The types package alone was 2,112 lines of deeply nested TypeScript. A `Binding` type had properties with properties with properties — the structure reflected how data was stored (in a filesystem hierarchy) rather than how it was used.

The public content lived on a separate domain (`text.bind.ly`) served by a separate Worker that made HTTP calls to the main API. Every public page load was a cross-domain HTTP call with all its associated latency and failure modes.

## Why incremental fixes wouldn't work

The natural impulse is to fix things one at a time. Swap Fly.io for Railway. Replace SQLite with Postgres. Refactor the monolith into modules.

The problem is that these fixes don't compose. Replacing Fly.io with another container platform still means managing containers. Replacing SQLite with Postgres still means managing a database server and connection pools. The fundamental architecture — Node.js backend running on long-lived servers — was the wrong model for what Bindly needed to be.

What we actually needed:

- An API that starts in milliseconds, not seconds
- A database that's globally distributed without a database server
- Object storage designed for blobs, not bolted on with a filesystem abstraction
- Semantic search without a separate vector database

Cloudflare Workers answered all four.

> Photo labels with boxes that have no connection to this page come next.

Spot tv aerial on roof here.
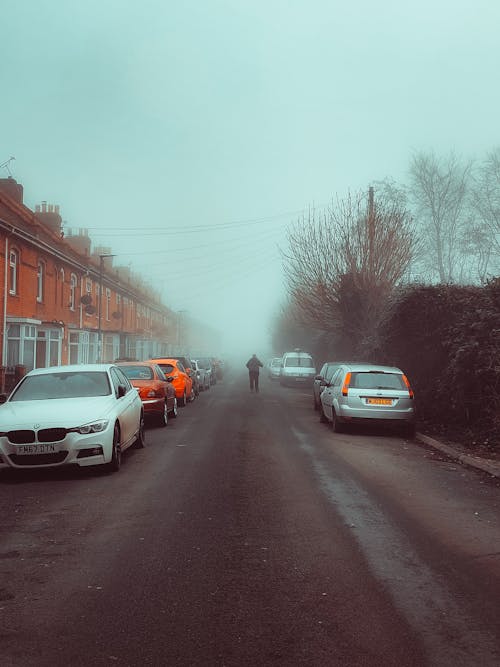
[0,156,16,178]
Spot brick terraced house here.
[0,178,179,391]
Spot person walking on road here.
[246,354,263,393]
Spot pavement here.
[416,433,500,478]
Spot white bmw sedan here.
[0,364,145,471]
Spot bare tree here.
[470,147,500,280]
[410,152,472,283]
[283,188,415,338]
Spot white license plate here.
[16,442,59,455]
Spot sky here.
[0,0,500,356]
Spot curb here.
[415,433,500,477]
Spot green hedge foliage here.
[370,278,500,449]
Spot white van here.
[280,350,316,386]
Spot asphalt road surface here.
[0,374,500,667]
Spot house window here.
[56,269,64,306]
[36,260,45,303]
[9,250,19,294]
[69,273,78,310]
[36,329,62,368]
[7,324,36,371]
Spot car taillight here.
[403,375,414,398]
[342,373,351,396]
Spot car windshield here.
[349,371,406,389]
[158,364,175,375]
[120,366,154,380]
[285,357,314,368]
[10,371,111,401]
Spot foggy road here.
[0,373,500,667]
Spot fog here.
[0,0,500,360]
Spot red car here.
[116,361,177,426]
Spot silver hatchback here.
[319,364,415,437]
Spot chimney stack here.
[35,200,62,236]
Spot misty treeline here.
[273,147,500,356]
[272,147,500,446]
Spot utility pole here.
[97,253,114,363]
[367,186,375,280]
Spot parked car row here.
[0,357,223,472]
[267,350,416,437]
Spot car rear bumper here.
[336,404,415,423]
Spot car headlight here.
[68,419,109,435]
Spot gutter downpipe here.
[1,234,9,394]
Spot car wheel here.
[134,413,146,449]
[402,424,417,439]
[332,408,344,433]
[158,401,168,426]
[170,396,177,419]
[106,424,122,472]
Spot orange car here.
[116,361,177,426]
[149,357,194,405]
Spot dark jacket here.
[246,354,263,373]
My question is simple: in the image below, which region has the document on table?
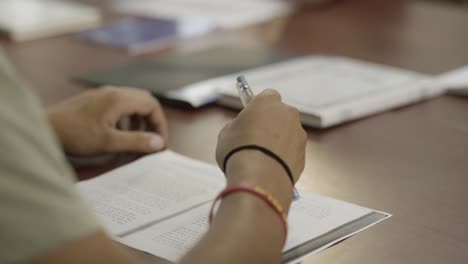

The rewrite wasn't "fixing Bindly" — it was rebuilding it on infrastructure that fit the problem.

## What the rewrite produced

v1 is a complete break from v0. Nothing from the old codebase runs in production:

| Component | v0 | v1 |
| --------- | -- | -- |
| Runtime | Node.js / Fly.io | Cloudflare Workers (V8 isolates) |
| API framework | Fastify | Hono |
| Database | SQLite file (`better-sqlite3`) | Cloudflare D1 |
| Content storage | Filesystem (`FileStorage`) | Cloudflare R2 |
| Public content | Separate domain + Worker | Gateway Worker (same domain) |
| MCP communication | HTTP calls to `BINDLY_API_BASE_URL` | Service Bindings (zero-latency) |
| Domains | 6+ (bindly.app, bind.ly, text.bind.ly, ...) | 3 (bind.ly, bindly.app, mcp.bind.ly) |
| Infrastructure | Fly.io + external services | Cloudflare-only |

The codebase went from 30+ packages to 4 Workers + 1 SPA + 3 shared packages. The 10,792-line monolith became 7 Hono route files averaging ~300 lines each. The 2,112-line types package became ~200 lines of flat, pragmatic interfaces.

## The data reset decision

One question we wrestled with: what about existing users' data?

The answer was straightforward when we thought it through honestly. Bindly v0 had a small number of users — mostly us and a handful of testers. None of us had irreplaceable data in the system. Anything important had been exported or was available elsewhere. A migration path from SQLite files to D1+R2 would have required months of work to preserve data that was mostly test fixtures.

So we reset. v1 starts fresh. No migration scripts, no compatibility shims, no transition period.

## What the rewrite validated

The technical decisions held up better than we expected. Workers cold starts are under 5ms — the Fly.io problem is simply gone. D1 writes are fast and concurrent reads scale automatically. R2 costs are negligible. Service Bindings between Workers are effectively free.

The architecture that seemed like over-engineering on paper — four Workers, separate service bindings, explicit routing — turned out to be exactly right. Each Worker deploys independently. A bug in the MCP Worker doesn't touch the Gateway. A routing change in the Gateway doesn't require an API deployment. A deploy takes 5 seconds and the rest of the system keeps running.

For a solo developer shipping frequently, that blast-radius isolation matters more than almost anything else.